The news was announced this week that the airline would not be operating out of Cork and Shannon for the rest of 2019.
A spokesperson for Dublin Airport told the Leader that “the grounding of the Boeing 737 Max aircraft had resulted in Norwegian being forced to significantly reduce its operations at Dublin Airport this year”.
This reduces the number of airlines operating transatlantic flights from Shannon, down to four; Aer Lingus, United, Delta, and American Airlines. It also means that Shannon is the only airport in the country, outside the capital, that is offering flights across the Atlantic.

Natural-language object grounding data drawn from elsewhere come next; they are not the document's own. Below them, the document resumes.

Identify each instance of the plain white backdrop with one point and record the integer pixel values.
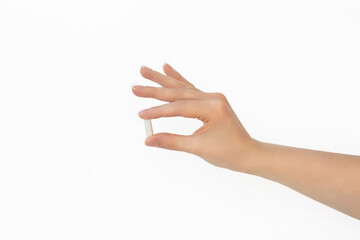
(73, 163)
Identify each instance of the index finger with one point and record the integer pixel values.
(161, 79)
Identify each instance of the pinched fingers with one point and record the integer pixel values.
(161, 79)
(182, 108)
(168, 94)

A spokesperson for the airline has said that passengers will have to arrange their own travel plans to Dublin Airport, where they can claim for expenses.
A spokesperson for Shannon Group said the decision came about as a result of the continued grounding of the Boeing 737 Max aircraft. This, as a result, is having a “serious impact” for Shannon passengers.

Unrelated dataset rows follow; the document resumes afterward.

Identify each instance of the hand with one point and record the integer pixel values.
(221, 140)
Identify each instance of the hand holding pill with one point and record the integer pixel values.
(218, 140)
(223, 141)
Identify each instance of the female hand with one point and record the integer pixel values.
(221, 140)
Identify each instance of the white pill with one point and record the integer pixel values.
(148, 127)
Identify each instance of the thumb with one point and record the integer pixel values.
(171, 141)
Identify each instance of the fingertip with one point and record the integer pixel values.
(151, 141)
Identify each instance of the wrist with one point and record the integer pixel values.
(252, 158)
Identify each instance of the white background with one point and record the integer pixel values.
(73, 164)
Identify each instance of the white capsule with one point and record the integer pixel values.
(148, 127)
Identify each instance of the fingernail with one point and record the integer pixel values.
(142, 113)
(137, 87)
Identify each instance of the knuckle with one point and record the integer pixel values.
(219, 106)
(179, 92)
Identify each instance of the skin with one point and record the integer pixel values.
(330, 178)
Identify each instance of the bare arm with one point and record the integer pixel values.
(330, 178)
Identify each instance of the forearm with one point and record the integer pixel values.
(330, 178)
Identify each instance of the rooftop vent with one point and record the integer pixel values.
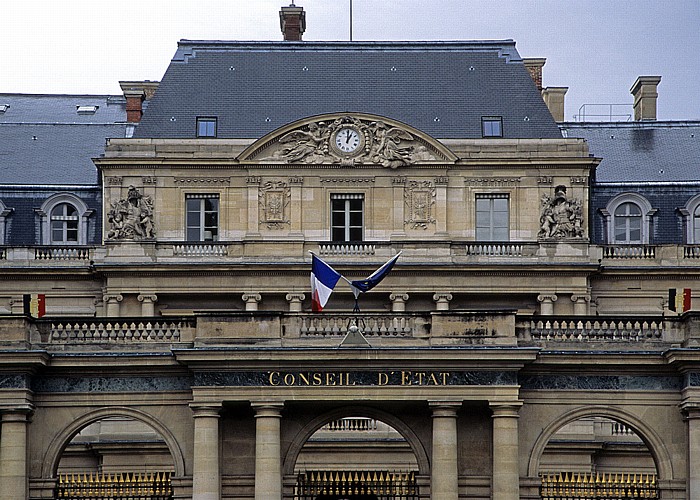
(86, 110)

“The world-wide grounding of the 737 Max aircraft is having a serious impact for Shannon passengers. Proportionally, no other Irish airport has such a high level of activity operated by the 737 Max aircraft. At peak this aircraft type would have operated 13 weekly flights from Shannon to North America. We now estimate that the loss of these flights, which include this year’s Air Canada service, will mean a loss of over 120,000 seats at Shannon in 2019 and as a result our overall passenger numbers will be down,” Shannon Group spokesperson said.
“We remain confident that once the 737 Max aircraft is back flying that these services will be restored, as they were extremely popular in 2018. Shannon Airport continues to offer very extensive North American services with Aer Lingus, United, Delta, American Airlines all operating successful routes. In addition, we estimate growth in both the UK and European traffic.”

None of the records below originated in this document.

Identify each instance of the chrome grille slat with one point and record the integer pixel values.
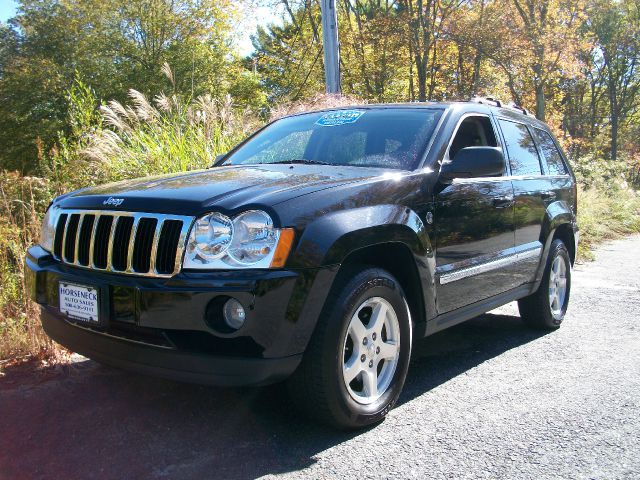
(132, 241)
(92, 240)
(149, 239)
(112, 235)
(76, 260)
(181, 245)
(64, 235)
(154, 246)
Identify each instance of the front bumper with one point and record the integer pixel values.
(163, 327)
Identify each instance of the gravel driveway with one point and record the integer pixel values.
(485, 399)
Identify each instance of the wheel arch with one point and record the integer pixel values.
(398, 260)
(559, 223)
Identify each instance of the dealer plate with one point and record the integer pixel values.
(79, 302)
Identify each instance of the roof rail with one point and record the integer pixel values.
(487, 101)
(514, 106)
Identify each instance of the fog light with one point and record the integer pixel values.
(233, 313)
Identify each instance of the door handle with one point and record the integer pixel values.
(503, 201)
(548, 195)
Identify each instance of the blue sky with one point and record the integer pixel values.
(7, 9)
(260, 16)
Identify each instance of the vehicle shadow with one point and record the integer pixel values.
(96, 422)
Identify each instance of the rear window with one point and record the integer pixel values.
(523, 154)
(550, 152)
(388, 138)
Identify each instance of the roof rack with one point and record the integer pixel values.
(514, 106)
(497, 103)
(487, 101)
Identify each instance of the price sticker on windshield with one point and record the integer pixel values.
(339, 117)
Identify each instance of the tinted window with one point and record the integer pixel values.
(550, 153)
(389, 138)
(523, 155)
(473, 132)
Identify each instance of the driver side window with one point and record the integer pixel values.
(474, 131)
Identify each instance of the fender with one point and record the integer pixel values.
(329, 239)
(558, 213)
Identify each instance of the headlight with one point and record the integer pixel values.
(48, 231)
(211, 236)
(249, 240)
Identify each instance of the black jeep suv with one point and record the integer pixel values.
(316, 251)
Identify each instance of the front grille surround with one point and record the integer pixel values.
(82, 236)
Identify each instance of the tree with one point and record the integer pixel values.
(113, 45)
(616, 28)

The news of Norwegian inability to operate out of Shannon will come as a second blow to the airport, following the publication of the Central Statistics Office’s aviation figures.
New quarterly figures show that Shannon was the only major airport in the country to suffer from a decrease in passenger numbers. The first quarterly statistics of 2019 show that there was a 2.6% decrease in passenger numbers in comparison to the same time period in 2017 and 2018.
In quarter one of 2017, there were 271,753 passengers, which rose to 277,070 in 2018. However, this dipped to 269,887 in the first quarter of 2019.